Wed Jun 07, 2017 10:19 pm

Panel OKs access to lakes on private land in South Dakota; special session on issue looms
June 6, 2017
Associated Press


PIERRE, S.D. — A South Dakota legislative panel endorsed a set of rules recently for outdoor enthusiasts who want to use lakes on private land for recreation, teeing up a special legislative session on the issue as early as this month.

Lawmakers on the study committee voted 13-2 for a draft bill that restores access to nearly 30 lakes for public recreation hampered after a recent state Supreme Court decision on publicly-owned bodies of water over privately-owned land. The longstanding issue has vexed landowners and outdoor enthusiasts alike.

The study was in response to a high court ruling that said the Legislature must determine if and how the public can use so-called nonmeandered waters for recreation. Since the decision, South Dakota Game, Fish and Parks has limited access to infrastructure on more than 20 lakes in the state.

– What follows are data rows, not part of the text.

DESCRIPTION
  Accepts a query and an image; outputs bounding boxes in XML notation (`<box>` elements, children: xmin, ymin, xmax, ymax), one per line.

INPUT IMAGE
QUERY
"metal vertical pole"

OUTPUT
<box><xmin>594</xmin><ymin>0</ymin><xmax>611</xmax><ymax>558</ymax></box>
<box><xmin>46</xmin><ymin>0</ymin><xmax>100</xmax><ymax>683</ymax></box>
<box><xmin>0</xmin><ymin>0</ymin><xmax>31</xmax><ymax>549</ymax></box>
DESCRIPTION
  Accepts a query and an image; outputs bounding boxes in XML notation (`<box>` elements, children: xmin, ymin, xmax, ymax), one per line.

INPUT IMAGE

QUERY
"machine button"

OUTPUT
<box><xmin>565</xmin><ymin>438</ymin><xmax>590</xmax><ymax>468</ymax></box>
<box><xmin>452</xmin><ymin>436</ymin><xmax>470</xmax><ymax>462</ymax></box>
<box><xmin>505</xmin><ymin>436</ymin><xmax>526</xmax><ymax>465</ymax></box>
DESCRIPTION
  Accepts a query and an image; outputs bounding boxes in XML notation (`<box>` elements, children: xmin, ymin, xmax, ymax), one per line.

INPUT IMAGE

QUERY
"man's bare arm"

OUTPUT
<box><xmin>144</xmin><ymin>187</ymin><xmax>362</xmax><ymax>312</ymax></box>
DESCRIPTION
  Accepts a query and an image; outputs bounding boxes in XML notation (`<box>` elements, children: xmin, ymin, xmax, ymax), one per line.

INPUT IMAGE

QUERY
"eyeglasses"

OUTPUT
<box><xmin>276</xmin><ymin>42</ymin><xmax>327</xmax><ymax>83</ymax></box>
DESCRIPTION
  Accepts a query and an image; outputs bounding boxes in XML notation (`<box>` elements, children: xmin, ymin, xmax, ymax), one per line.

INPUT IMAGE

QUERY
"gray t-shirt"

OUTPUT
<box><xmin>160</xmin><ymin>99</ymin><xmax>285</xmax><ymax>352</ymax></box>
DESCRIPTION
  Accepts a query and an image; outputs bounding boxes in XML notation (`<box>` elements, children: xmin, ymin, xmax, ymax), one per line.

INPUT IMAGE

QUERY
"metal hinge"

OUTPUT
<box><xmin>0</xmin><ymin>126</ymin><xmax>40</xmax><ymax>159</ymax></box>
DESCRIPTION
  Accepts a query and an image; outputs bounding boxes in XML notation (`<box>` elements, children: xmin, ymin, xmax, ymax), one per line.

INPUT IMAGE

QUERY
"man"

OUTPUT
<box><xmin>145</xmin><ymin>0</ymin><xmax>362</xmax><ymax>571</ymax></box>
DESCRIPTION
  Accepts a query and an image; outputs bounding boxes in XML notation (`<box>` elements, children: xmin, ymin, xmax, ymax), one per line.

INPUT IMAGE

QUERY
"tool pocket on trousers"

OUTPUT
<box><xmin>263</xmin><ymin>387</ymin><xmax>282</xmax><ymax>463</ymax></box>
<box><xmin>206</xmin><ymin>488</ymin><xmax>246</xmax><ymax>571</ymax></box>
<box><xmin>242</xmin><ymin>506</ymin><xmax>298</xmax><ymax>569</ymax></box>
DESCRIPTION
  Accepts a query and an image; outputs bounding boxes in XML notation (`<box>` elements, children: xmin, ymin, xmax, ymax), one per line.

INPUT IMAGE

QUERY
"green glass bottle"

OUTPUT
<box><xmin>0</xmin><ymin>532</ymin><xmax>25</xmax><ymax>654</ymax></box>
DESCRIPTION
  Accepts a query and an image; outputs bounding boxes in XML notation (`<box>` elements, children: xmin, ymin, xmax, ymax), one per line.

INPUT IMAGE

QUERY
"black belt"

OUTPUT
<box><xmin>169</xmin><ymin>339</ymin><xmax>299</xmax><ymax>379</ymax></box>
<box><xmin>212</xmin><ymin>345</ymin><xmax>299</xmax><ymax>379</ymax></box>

It came after Day County landowners filed a lawsuit seeking to secure injunctions against hunters and anglers and the department that would prevent public use of lakes on their property.

All waters in South Dakota are public property. Nonmeandered waters are bodies of water — usually smaller in size — that weren’t specially designated during government surveys in the late 1800s.

Bodies of water have since formed on flooded private property and created good fishing, but it’s come at the cost of productive land that agriculture producers have lost.

Republican Sen. Brock Greenfield, the panel’s vice chairman, said the committee tried to recognize the interests of the state, sportsmen, landowners and “main street South Dakota.”

“Our state needs clarity on this issue, and frankly we can’t afford to go a whole summer without the kind of recreation that we’ve currently lost to surrounding states,” Greenfield said.

The bill specifies that lakes on private property are open for recreational use unless a landowner installs signs saying an area is closed. Property owners could grant permission to use the water, but the measure would bar them from getting compensation in exchange for allowing fishing on a lake over their land.

Officials hope to hold a special legislative session soon to consider the proposal, which would sunset in 2021. Gov. Dennis Daugaard in a statement encouraged the Legislature to work together to find a solution to the long-standing issue.

“This bill is a good compromise that balances the rights of landowners with the ability for sportsmen to use public waters for recreation,” Daugaard said.